How to Find And Apply For It


The first step is to fill out the FAFSA—the Federal Application for Federal Student Aid. It becomes available on January 1st each year and must be turned in by March 2nd for priority consideration for the school year starting in the fall. It can be turned in later than that, but you are unlikely to get much money if you do. It is easiest if your parents have already filled out their tax forms. This will put you in the running for most forms of federal aid. The best and easiest way to complete the FAFSA is online, although you can still complete a paper form and mail it in, if you wish. You can find the FAFSA online. Be careful that you don’t accidentally go to any of the sound-alike sites that charge you to fill out the FAFSA.

Next, you want to make yourself eligible for Cal Grants. Go to your school counselor and fill out a Cal Grant GPA Verification Form and send it in by March 2nd as well. You can learn more at the Cal Grant website.

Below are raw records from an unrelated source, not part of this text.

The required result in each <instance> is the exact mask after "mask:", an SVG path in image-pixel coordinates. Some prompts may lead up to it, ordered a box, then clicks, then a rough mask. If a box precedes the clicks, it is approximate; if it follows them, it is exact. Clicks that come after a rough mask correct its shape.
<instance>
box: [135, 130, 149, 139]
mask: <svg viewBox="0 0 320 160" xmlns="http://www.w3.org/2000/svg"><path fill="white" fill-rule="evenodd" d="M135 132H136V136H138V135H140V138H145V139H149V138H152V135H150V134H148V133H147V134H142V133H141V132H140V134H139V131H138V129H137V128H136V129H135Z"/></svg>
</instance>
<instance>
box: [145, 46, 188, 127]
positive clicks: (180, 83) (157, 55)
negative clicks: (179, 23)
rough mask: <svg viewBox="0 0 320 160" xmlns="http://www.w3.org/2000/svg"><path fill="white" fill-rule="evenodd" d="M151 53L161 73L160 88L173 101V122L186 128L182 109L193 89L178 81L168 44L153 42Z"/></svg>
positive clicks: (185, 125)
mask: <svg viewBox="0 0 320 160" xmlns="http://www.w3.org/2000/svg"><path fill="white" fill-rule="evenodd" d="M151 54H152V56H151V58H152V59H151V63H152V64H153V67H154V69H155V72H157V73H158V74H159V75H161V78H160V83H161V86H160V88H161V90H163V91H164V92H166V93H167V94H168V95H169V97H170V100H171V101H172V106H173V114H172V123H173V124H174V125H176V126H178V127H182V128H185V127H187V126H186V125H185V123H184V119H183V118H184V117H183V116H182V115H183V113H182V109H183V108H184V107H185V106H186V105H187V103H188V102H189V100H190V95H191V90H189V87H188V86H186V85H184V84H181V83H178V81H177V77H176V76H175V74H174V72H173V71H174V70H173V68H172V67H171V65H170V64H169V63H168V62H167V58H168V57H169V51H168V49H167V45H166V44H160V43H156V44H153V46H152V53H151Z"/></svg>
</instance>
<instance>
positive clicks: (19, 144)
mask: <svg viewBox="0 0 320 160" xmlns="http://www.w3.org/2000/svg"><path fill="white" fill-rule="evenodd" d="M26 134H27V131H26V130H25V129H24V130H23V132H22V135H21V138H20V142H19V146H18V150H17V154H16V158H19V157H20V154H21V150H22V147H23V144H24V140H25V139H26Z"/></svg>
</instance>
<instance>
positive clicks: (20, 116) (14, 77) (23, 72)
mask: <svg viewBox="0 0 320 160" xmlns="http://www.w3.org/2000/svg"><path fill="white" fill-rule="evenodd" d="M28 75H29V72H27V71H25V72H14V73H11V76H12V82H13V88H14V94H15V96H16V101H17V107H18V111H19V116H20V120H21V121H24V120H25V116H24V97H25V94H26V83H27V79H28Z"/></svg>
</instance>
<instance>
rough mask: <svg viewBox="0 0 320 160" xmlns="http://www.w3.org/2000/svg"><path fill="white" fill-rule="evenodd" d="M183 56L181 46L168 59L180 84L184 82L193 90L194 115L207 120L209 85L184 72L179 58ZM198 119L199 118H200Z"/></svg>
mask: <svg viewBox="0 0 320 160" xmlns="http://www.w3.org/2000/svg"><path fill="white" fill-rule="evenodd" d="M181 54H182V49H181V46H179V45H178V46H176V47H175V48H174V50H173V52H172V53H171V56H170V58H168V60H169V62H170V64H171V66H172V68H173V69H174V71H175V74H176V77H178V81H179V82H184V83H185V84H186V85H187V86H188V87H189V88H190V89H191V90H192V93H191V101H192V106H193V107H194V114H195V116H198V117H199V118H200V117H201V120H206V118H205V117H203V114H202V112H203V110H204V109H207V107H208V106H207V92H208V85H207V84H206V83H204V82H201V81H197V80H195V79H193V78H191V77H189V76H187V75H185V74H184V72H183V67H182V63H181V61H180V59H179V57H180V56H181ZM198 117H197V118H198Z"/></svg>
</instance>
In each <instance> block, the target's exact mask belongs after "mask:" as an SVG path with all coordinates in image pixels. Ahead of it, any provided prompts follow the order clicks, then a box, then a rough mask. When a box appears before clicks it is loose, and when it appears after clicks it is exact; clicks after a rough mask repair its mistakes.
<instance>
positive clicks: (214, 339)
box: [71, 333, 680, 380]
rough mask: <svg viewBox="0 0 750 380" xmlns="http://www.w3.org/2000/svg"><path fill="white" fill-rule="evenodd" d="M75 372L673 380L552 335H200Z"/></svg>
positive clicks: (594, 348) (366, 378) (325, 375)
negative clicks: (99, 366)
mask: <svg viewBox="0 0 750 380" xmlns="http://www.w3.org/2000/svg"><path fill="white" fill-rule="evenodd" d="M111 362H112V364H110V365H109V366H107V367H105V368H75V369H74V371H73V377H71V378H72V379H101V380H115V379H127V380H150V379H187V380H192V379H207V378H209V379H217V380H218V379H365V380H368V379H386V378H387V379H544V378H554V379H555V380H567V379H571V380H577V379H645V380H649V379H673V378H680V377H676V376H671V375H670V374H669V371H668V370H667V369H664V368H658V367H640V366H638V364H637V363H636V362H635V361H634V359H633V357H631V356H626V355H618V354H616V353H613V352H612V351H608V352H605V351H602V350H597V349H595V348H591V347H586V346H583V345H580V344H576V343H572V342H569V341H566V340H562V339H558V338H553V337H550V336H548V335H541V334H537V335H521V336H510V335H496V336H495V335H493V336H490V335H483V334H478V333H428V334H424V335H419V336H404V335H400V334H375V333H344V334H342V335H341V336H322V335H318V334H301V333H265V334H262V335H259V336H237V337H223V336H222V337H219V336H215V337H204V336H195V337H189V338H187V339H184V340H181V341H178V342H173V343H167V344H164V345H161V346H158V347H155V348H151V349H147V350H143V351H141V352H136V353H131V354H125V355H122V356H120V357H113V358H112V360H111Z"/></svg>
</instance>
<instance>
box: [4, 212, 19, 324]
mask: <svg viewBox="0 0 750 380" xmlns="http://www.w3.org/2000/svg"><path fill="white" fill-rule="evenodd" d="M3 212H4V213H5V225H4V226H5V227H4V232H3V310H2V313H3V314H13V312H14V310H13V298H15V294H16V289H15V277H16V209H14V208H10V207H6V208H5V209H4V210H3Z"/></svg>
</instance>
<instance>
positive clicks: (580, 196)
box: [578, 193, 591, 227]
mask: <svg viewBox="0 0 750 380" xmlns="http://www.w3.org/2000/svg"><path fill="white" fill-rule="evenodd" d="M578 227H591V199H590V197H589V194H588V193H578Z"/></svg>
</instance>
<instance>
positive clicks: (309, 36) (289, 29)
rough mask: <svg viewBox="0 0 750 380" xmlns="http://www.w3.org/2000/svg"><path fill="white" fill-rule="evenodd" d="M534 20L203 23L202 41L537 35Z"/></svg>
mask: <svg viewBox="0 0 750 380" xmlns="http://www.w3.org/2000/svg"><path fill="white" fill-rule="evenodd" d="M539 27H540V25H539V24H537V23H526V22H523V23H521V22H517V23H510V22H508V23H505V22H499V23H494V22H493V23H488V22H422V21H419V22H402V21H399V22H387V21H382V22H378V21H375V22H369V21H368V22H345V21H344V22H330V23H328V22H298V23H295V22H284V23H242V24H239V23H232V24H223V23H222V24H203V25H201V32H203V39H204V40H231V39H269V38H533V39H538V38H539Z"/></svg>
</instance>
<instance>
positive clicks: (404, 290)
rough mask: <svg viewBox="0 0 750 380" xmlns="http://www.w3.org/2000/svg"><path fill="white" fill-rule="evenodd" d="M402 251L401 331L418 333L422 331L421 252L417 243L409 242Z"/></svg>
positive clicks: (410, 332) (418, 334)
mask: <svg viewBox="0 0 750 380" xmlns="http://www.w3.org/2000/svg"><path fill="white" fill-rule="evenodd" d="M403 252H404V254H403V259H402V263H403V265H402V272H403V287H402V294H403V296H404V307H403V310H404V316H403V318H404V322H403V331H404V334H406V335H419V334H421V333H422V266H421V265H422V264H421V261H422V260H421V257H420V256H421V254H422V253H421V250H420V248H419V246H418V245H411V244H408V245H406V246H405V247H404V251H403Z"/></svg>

At this point you are in the running for the main sources of financial aid for most students—federal, state, and university funds. There are other sources of aid out there that you can find, however. Once more the internet is your friend.

It used to be hard to find and apply for private scholarships. Not anymore. There are several free websites, such as Fastweb, that will help you locate and apply for scholarships that match you. First you fill out a profile and then the site does the search for you, helping you find many small or very specific scholarships that would be hard to find any other way. Do NOT use a site that charges you for this—Fastweb and other sites are just as good, and they are FREE. Also, you might do your first internet search for scholarships while you are still doing college applications in case there are any scholarships that are perfect for you but which have early application dates.

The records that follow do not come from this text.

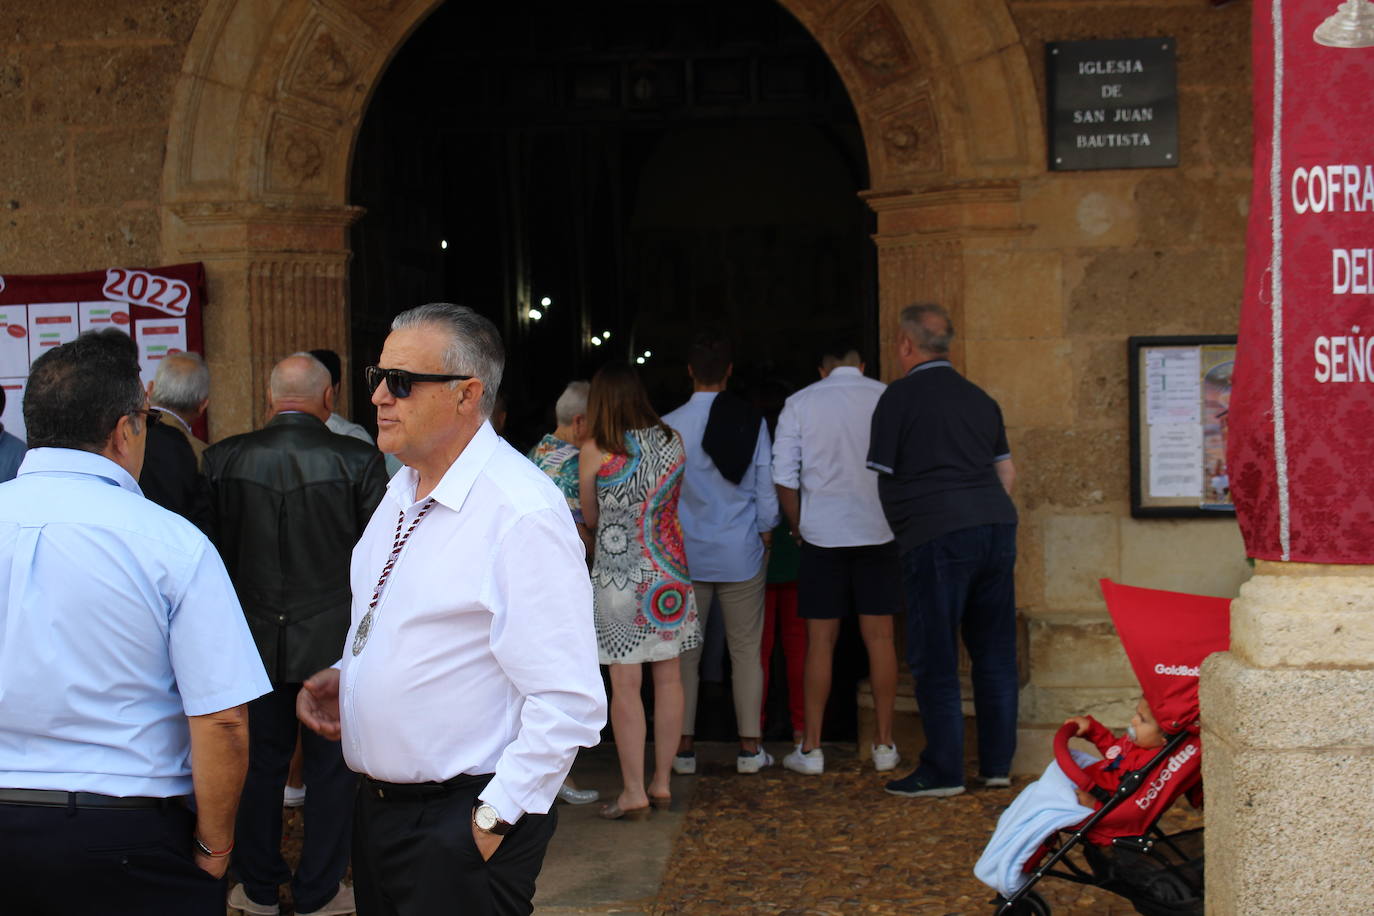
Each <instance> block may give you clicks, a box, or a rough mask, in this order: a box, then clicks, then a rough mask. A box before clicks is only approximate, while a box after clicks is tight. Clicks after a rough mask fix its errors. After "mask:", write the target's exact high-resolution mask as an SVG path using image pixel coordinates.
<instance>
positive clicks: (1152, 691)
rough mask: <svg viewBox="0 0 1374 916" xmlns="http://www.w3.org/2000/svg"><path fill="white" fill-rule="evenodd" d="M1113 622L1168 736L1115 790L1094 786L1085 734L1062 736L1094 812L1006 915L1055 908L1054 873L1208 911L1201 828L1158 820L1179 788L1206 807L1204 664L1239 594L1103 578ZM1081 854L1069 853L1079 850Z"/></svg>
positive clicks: (1157, 904) (1049, 845)
mask: <svg viewBox="0 0 1374 916" xmlns="http://www.w3.org/2000/svg"><path fill="white" fill-rule="evenodd" d="M1101 584H1102V595H1103V597H1106V603H1107V610H1109V611H1110V614H1112V622H1113V623H1114V625H1116V629H1117V634H1118V636H1120V637H1121V644H1123V647H1124V648H1125V654H1127V658H1129V661H1131V667H1132V669H1134V670H1135V676H1136V680H1139V681H1140V688H1142V692H1143V694H1145V700H1146V702H1147V703H1149V705H1150V709H1151V710H1153V713H1154V717H1156V720H1157V721H1158V724H1160V726H1161V728H1162V729H1164V732H1165V735H1167V740H1165V743H1164V746H1162V747H1161V748H1160V750H1158V753H1157V754H1154V757H1151V758H1150V761H1149V764H1146V765H1145V766H1140V768H1138V769H1135V770H1131V772H1128V773H1125V775H1123V777H1121V783H1120V786H1118V787H1117V790H1116V791H1114V792H1112V794H1110V795H1109V794H1107V792H1106V791H1105V790H1102V788H1098V787H1095V786H1094V783H1092V780H1091V777H1090V776H1087V775H1085V773H1084V772H1083V769H1081V768H1080V766H1079V764H1077V762H1076V761H1074V759H1073V755H1072V754H1070V753H1069V739H1070V737H1073V735H1074V733H1076V726H1074V725H1073V724H1066V725H1065V726H1063V728H1061V729H1059V732H1058V733H1057V735H1055V742H1054V753H1055V761H1057V764H1058V766H1059V769H1061V770H1063V775H1065V776H1068V777H1069V779H1070V780H1072V781H1073V783H1074V786H1077V787H1079V788H1081V790H1084V791H1088V792H1091V794H1094V795H1095V797H1096V798H1098V799H1099V808H1098V809H1096V810H1095V812H1094V813H1092V816H1091V817H1088V818H1085V820H1084V821H1081V823H1080V824H1076V825H1073V827H1069V828H1066V829H1062V831H1055V832H1054V834H1052V835H1050V836H1048V838H1046V840H1044V843H1041V845H1040V847H1039V849H1036V850H1035V851H1033V853H1032V854H1031V856H1029V858H1026V861H1025V864H1024V865H1022V869H1021V871H1022V872H1024V873H1025V875H1026V882H1025V884H1022V886H1021V887H1020V889H1018V890H1017V891H1015V893H1014V894H1011V895H1010V897H1002V895H1000V894H999V895H998V898H996V900H995V901H993V905H995V906H996V911H995V912H996V913H998V915H999V916H1013V915H1015V916H1025V915H1037V916H1047V915H1048V913H1050V906H1048V904H1047V902H1046V901H1044V898H1043V897H1040V894H1037V893H1036V891H1035V890H1033V889H1035V886H1036V883H1039V880H1040V879H1041V878H1046V876H1052V878H1061V879H1065V880H1070V882H1074V883H1079V884H1091V886H1094V887H1101V889H1103V890H1107V891H1110V893H1113V894H1117V895H1120V897H1124V898H1125V900H1128V901H1129V902H1131V905H1132V906H1134V908H1135V911H1136V912H1139V913H1145V915H1146V916H1176V915H1180V913H1187V915H1197V916H1201V913H1202V828H1195V829H1189V831H1182V832H1178V834H1172V835H1167V834H1164V831H1161V829H1160V827H1158V821H1160V817H1162V816H1164V813H1165V812H1167V810H1169V808H1171V806H1172V805H1173V802H1175V801H1178V798H1179V797H1180V795H1187V797H1189V801H1190V802H1191V803H1193V805H1194V806H1195V808H1201V806H1202V743H1201V739H1200V737H1198V669H1200V666H1201V665H1202V659H1205V658H1206V656H1208V655H1210V654H1212V652H1220V651H1226V650H1227V648H1228V645H1230V606H1231V603H1230V600H1227V599H1217V597H1204V596H1200V595H1184V593H1180V592H1164V591H1157V589H1145V588H1132V586H1128V585H1118V584H1116V582H1113V581H1110V580H1102V582H1101ZM1074 850H1077V853H1076V854H1074V856H1070V853H1074Z"/></svg>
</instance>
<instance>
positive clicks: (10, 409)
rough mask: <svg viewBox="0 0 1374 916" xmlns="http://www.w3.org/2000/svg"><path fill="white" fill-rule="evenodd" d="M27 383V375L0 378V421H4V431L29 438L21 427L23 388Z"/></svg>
mask: <svg viewBox="0 0 1374 916" xmlns="http://www.w3.org/2000/svg"><path fill="white" fill-rule="evenodd" d="M25 368H27V367H25ZM27 385H29V376H27V375H22V376H18V378H12V379H0V387H3V389H4V413H3V415H0V422H3V423H4V431H5V433H8V434H10V435H15V437H18V438H21V439H27V438H29V437H27V434H26V433H25V428H23V389H25V387H26V386H27Z"/></svg>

Many scholarships require you to write a short essay as part of your application. Students often shy away from these because of the work involved. This is good news for you, as it means less competition for the scholarship and a better chance for you to get it. You can reuse parts or even entire essays that you have written for college applications or even other scholarships to help speed up this process. Remember: even if that scholarship is only for $500 and it takes you three hours to fill out the application…if you win it, you have just made over $150 an hour!

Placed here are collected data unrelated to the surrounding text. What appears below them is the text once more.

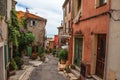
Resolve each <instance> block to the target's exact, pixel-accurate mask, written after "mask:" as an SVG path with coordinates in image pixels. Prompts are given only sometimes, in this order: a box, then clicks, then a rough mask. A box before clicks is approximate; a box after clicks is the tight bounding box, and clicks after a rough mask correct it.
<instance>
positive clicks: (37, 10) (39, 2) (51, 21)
mask: <svg viewBox="0 0 120 80" xmlns="http://www.w3.org/2000/svg"><path fill="white" fill-rule="evenodd" d="M16 1H17V5H16V10H17V11H26V8H28V10H29V12H30V13H33V14H36V15H38V16H40V17H43V18H46V19H47V25H46V31H47V33H46V35H47V37H53V36H54V35H55V34H58V29H57V27H59V26H60V25H61V21H62V20H63V11H62V5H63V3H64V0H16Z"/></svg>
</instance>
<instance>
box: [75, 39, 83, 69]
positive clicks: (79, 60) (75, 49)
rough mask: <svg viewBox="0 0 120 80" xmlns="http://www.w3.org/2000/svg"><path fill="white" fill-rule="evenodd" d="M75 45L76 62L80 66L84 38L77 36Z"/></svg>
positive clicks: (75, 60)
mask: <svg viewBox="0 0 120 80" xmlns="http://www.w3.org/2000/svg"><path fill="white" fill-rule="evenodd" d="M74 43H75V47H74V64H75V65H77V66H78V67H80V61H81V60H82V47H83V38H75V42H74Z"/></svg>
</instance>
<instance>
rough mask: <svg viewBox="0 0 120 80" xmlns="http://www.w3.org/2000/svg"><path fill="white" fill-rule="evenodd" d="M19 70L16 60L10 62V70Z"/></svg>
mask: <svg viewBox="0 0 120 80" xmlns="http://www.w3.org/2000/svg"><path fill="white" fill-rule="evenodd" d="M17 69H18V66H17V64H16V62H15V60H14V59H11V61H10V70H17Z"/></svg>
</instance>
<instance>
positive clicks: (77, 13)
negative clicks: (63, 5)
mask: <svg viewBox="0 0 120 80" xmlns="http://www.w3.org/2000/svg"><path fill="white" fill-rule="evenodd" d="M81 3H82V0H77V1H76V2H75V3H74V6H75V10H74V12H75V13H74V14H75V17H76V16H77V15H78V14H79V12H81Z"/></svg>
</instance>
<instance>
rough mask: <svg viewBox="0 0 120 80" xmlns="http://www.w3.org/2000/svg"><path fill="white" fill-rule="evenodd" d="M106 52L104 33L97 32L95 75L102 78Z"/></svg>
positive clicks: (103, 70) (105, 40) (102, 77)
mask: <svg viewBox="0 0 120 80" xmlns="http://www.w3.org/2000/svg"><path fill="white" fill-rule="evenodd" d="M105 53H106V35H105V34H99V35H98V38H97V60H96V75H97V76H99V77H100V78H103V75H104V65H105Z"/></svg>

When you have your list of scholarships that you are going to apply for, make a list of the dates they are due and take care of them in that order so that you don’t miss any of them.

Another good place to look, if you are in Santa Barbara County, is the Scholarship Foundation of Santa Barbara. This organization is looking to help students that have spent four of the six secondary grades in Santa Barbara County schools and are graduating from a county high school. Just be aware that they have their own application due dates which are earlier than the FAFSA and Cal grants so that you don’t apply too late.